Die Geburtsstunde liegt im Dunkel der Geschichte. Über den Ursprung gibt es die verschiedensten Mutmaßungen: Im 5. Jahrhundert sollen die Burgunder die Kunst der Tresterdestillation ins Friaul gebracht haben. Andere behaupten, dass die Friauler diese Kunst bereits beherrscht haben. Wieder andere sagen, die Erfindung stamme von den Arabern, die im 9. Jahrhundert Sizilien besetzten.

Fest steht, dass die Araber die Kunst der Destillation entdeckten. Zwar wurde nachweislich im 15. Jahrhundert mit Grappa Handel sowie Export betrieben, aber lange Zeit blieb der Grappa ein unbekannter Winzerschnaps, zumal den Winzern erlaubt war, geringe Mengen Grappa für den Eigenbedarf ohne Auflagen zu benennen.

Nicht zuletzt dient Grappa der Dorfbevölkerung heute noch als "Hausmedizin". Erst seit den sechziger und siebziger Jahren unserer Zeit wurde aus dem "Armeleuteschnaps" ein internationales Edelgetränk. Die Pionierarbeit einzelner Destillateure und Winzer in der Produktion, neue Glas- und Verpackungsformen und das Vordringen der italienischen Gastronomie und Weinkultur gaben dem Grappa sein neues, modernes Image. Heute ist Grappa ein "genussreiches i-Tüpfelchen einer niveauvollen Ess- und Trinkkultur".

Unterschiede beim Grappa

Die Unterschiede zwischen den Grappa beruhen weniger in der verwendeten Brennmethode als in den Ausgangsstoffen (Rebsorte, Säureanteil, Feuchtigkeitsgrad des Tresters, Anteile vom Traubenstiele etc.), Dauer und Art der Lagerung (Fassgröße, Alter und Holzart) sowie in der "Kunst" des Destillateurs.

Grappa besitzen bereits kurz nach der Destillation schon einen ansprechenden Geschmack. Sie benötigen nur kurze Fassreife. Gute Brenner geben ihrem Grappa natürlich eine längere Reifezeit, um ihm Finesse, Fülle und Komplexizität zu verleihen. "Stravecchia" oder "Riserva" bedeutet zum Beispiel, dass der Grappa mindestens ein halbes Jahr im Holzfass sowie ein halbes Jahr im geschlossenen Edelstahltank gelagert wurde.

Man unterscheidet zwischen aromatisierten und nicht-aromatisierten Grappa. Bei den aromatisierten Grappa werden beim Ausbau zusätzlich Geschmacksstoffe wie Kräuterauszüge, Früchte oder Blumenaromen dem Grappa beigegeben. Viele Grappa werden heute sortenrein, das heißt aus einer einzelnen Rebsorte, destilliert.

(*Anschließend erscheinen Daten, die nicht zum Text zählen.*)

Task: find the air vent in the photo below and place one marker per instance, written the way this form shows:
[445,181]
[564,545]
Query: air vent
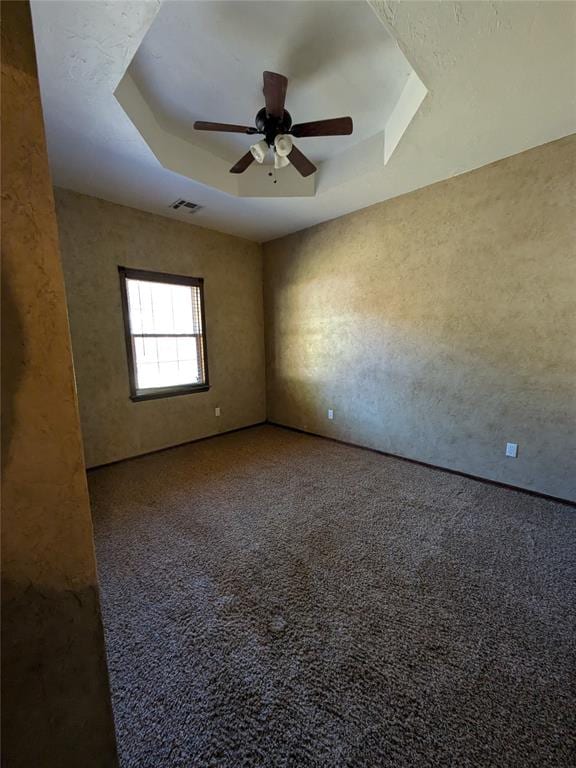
[190,207]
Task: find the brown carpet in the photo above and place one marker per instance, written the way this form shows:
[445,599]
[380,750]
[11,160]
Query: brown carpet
[274,599]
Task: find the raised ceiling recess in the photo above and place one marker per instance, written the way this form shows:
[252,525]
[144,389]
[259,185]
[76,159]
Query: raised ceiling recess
[204,61]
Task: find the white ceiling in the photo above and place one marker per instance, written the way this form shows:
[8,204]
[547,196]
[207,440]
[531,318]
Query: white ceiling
[339,58]
[501,78]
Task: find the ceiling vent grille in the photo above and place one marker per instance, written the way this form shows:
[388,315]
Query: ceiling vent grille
[190,207]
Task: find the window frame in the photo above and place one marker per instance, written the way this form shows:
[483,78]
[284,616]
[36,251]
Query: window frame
[136,395]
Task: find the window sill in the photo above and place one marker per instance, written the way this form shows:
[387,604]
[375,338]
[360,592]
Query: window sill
[156,394]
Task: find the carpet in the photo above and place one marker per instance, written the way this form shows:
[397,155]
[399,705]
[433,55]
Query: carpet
[275,599]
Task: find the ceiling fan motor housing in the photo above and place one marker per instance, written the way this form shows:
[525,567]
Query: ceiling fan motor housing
[271,126]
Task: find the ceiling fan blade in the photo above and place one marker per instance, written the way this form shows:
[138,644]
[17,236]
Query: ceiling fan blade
[243,163]
[337,126]
[201,125]
[301,162]
[275,86]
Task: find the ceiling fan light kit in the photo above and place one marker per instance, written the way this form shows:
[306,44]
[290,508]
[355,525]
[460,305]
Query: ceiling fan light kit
[274,122]
[259,151]
[283,145]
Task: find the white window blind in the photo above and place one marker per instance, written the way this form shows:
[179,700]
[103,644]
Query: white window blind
[166,334]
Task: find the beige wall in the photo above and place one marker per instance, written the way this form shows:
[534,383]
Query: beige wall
[439,325]
[96,237]
[55,700]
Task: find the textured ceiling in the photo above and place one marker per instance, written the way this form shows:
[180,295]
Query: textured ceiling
[501,78]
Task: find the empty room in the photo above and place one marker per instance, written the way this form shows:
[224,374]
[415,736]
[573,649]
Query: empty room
[288,384]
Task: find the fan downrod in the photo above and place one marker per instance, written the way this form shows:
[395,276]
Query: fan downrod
[272,126]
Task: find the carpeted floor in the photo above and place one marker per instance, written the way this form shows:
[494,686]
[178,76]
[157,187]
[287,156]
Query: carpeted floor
[274,599]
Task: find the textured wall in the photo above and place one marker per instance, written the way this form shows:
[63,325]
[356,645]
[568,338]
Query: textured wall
[95,238]
[440,324]
[55,699]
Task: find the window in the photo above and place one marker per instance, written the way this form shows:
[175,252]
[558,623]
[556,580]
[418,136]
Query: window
[165,340]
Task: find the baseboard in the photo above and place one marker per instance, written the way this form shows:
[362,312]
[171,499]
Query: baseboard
[176,445]
[479,479]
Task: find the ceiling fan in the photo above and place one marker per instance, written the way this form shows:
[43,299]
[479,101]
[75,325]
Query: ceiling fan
[275,124]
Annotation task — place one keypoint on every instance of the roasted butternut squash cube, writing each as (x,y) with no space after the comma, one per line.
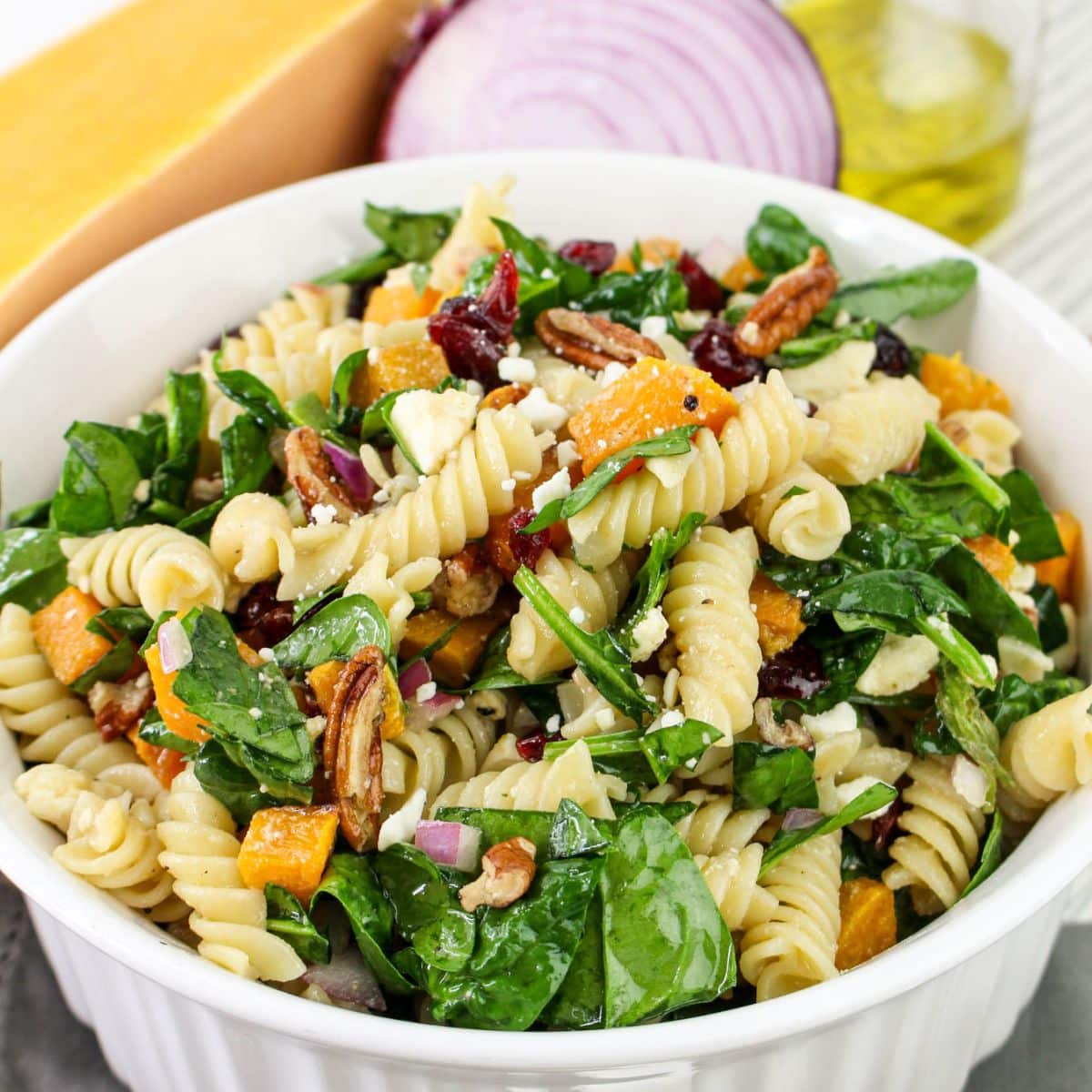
(288,846)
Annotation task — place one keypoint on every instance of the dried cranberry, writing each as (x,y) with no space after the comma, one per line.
(795,674)
(594,257)
(703,293)
(474,332)
(893,356)
(714,350)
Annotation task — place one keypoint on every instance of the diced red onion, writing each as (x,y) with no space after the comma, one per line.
(449,844)
(798,818)
(348,981)
(727,80)
(175,650)
(350,470)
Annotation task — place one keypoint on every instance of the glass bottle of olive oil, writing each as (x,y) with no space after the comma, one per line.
(932,110)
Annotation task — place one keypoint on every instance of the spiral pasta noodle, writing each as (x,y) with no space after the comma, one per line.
(154,566)
(939,846)
(795,947)
(708,609)
(1048,753)
(200,853)
(591,599)
(875,430)
(770,435)
(801,513)
(540,786)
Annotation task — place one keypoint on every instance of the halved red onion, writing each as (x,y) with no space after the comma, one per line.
(350,470)
(175,649)
(798,818)
(449,844)
(727,80)
(348,981)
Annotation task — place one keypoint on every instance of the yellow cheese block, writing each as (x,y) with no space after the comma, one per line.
(167,109)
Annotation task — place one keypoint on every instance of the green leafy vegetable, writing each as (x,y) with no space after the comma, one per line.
(917,293)
(675,441)
(337,632)
(774,778)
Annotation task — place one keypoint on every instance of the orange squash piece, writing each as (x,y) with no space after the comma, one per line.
(868,922)
(960,387)
(994,556)
(778,614)
(1060,572)
(288,846)
(59,632)
(399,303)
(653,397)
(398,369)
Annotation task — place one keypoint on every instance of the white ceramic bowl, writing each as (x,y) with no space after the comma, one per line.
(917,1016)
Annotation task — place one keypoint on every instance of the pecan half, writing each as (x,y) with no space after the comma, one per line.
(312,475)
(507,872)
(592,341)
(353,746)
(787,306)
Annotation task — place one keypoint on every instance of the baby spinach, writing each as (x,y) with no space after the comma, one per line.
(522,953)
(779,240)
(665,945)
(1030,518)
(251,711)
(337,632)
(917,293)
(675,441)
(872,800)
(288,920)
(33,569)
(774,778)
(650,581)
(350,882)
(606,665)
(970,726)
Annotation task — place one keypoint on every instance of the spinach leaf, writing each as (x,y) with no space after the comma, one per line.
(288,920)
(251,711)
(1030,518)
(350,882)
(33,569)
(918,292)
(651,579)
(603,662)
(778,240)
(665,945)
(338,632)
(872,800)
(523,953)
(989,860)
(675,441)
(774,778)
(970,726)
(807,349)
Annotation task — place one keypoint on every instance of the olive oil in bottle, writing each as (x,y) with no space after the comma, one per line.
(932,116)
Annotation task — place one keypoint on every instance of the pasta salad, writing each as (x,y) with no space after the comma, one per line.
(518,638)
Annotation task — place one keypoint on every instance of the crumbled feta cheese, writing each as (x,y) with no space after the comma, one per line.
(402,824)
(671,470)
(556,487)
(541,413)
(517,369)
(431,425)
(649,633)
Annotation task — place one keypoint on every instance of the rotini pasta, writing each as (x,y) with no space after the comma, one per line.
(153,566)
(200,852)
(875,430)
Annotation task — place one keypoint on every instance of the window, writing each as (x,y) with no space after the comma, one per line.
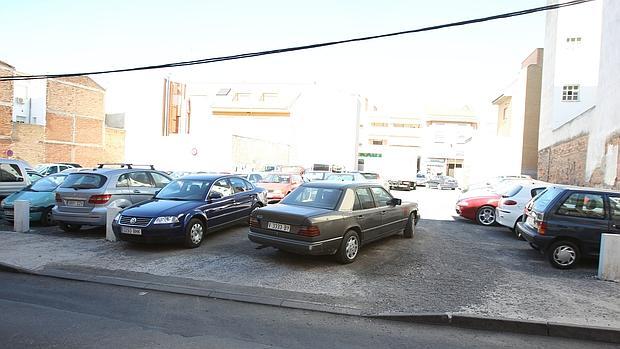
(382,197)
(583,205)
(365,198)
(614,203)
(10,173)
(160,180)
(570,93)
(223,187)
(238,185)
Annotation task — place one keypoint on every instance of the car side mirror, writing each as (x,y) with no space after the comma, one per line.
(214,195)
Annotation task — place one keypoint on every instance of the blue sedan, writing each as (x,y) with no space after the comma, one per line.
(186,208)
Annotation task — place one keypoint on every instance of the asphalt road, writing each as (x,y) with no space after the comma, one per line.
(41,312)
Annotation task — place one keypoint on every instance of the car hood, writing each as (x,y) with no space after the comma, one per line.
(36,198)
(161,207)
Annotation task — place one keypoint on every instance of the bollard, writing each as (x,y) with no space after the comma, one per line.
(111,213)
(21,223)
(609,258)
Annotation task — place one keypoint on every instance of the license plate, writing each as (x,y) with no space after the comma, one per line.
(278,226)
(132,231)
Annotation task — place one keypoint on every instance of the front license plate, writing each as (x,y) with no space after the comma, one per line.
(278,226)
(75,203)
(132,231)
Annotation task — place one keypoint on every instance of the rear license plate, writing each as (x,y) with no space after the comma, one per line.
(278,226)
(132,231)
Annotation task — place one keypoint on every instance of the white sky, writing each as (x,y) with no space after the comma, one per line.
(451,67)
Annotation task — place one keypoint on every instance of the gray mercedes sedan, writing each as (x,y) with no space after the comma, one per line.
(332,218)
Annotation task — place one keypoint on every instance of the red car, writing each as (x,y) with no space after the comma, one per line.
(479,207)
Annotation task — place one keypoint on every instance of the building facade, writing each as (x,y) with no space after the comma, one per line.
(56,120)
(579,132)
(518,116)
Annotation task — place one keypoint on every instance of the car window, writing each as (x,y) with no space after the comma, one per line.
(160,180)
(238,184)
(583,205)
(223,187)
(314,197)
(10,173)
(382,197)
(614,203)
(365,198)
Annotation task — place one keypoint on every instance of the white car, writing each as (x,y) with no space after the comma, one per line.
(510,208)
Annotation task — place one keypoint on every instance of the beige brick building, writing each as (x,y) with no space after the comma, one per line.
(56,120)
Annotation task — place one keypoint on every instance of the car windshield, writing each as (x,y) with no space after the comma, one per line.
(277,178)
(314,197)
(341,177)
(184,189)
(84,181)
(48,184)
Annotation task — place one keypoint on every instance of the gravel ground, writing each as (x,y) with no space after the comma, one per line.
(451,265)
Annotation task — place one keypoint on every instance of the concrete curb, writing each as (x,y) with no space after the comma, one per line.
(476,322)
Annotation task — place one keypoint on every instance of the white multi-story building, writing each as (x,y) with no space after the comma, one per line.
(579,132)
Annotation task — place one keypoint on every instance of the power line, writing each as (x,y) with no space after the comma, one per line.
(304,47)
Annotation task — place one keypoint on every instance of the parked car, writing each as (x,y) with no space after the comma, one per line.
(13,176)
(510,208)
(566,223)
(332,218)
(279,185)
(442,182)
(83,198)
(479,208)
(188,208)
(41,197)
(48,169)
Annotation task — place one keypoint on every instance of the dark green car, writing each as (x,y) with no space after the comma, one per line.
(41,196)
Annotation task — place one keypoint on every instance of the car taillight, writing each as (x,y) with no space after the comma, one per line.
(254,223)
(310,231)
(99,199)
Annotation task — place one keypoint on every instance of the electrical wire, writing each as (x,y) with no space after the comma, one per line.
(300,48)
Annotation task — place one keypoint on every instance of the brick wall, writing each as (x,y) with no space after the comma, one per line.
(565,162)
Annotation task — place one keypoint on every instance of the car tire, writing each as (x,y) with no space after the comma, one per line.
(563,254)
(69,228)
(46,217)
(194,233)
(486,215)
(410,227)
(349,247)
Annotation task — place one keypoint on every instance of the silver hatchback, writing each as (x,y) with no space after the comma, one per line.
(84,196)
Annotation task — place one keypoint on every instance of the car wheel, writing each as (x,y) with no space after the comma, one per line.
(486,215)
(563,254)
(194,233)
(349,247)
(69,228)
(410,227)
(46,217)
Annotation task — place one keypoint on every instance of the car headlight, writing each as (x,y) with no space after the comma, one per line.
(166,220)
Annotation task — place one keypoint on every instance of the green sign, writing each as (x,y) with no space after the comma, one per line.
(370,155)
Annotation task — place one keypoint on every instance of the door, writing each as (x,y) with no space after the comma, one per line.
(220,204)
(392,219)
(244,197)
(582,215)
(141,185)
(614,209)
(367,215)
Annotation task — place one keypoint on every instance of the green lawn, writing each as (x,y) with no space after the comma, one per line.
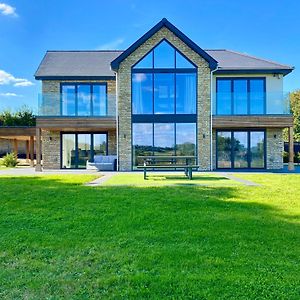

Besonders bekannt sind die international renommierten Rebsorten: Chardonnay, Sauvignon und Pinot Noir. Mit etwas Übung lässt sich die Rebsorte am Geruch und am Geschmack erkennen.

Keimzellen der Grappakultur sind Friaul, Piemont, Venetien und Trentino. Aus diesen Regionen kommen aufgrund des kühleren norditalienischen Klimas (höhere Säure) sehr finessereiche und körperreiche Grappa.

Wann und wie genießen?

Bekannt ist Grappa als Digestiv, als harmonische Abrundung eines Essens. Guten Grappa trinkt man zimmertemperiert, am besten in formechten Grappagläsern. Daher sind Grappa und Grappagläser zugleich eine geschmackvolle Geschenkidee an den Gastgeber. Grappa lässt sich auch pur trinken: zum Beispiel zum Kaffee oder Mokka oder mit einem Glas Mineralwasser zur Seite. Aber auch als Barmixgetränk (z. B. "Grappa-Fiz") hat Grappa seinen Einzug gefunden.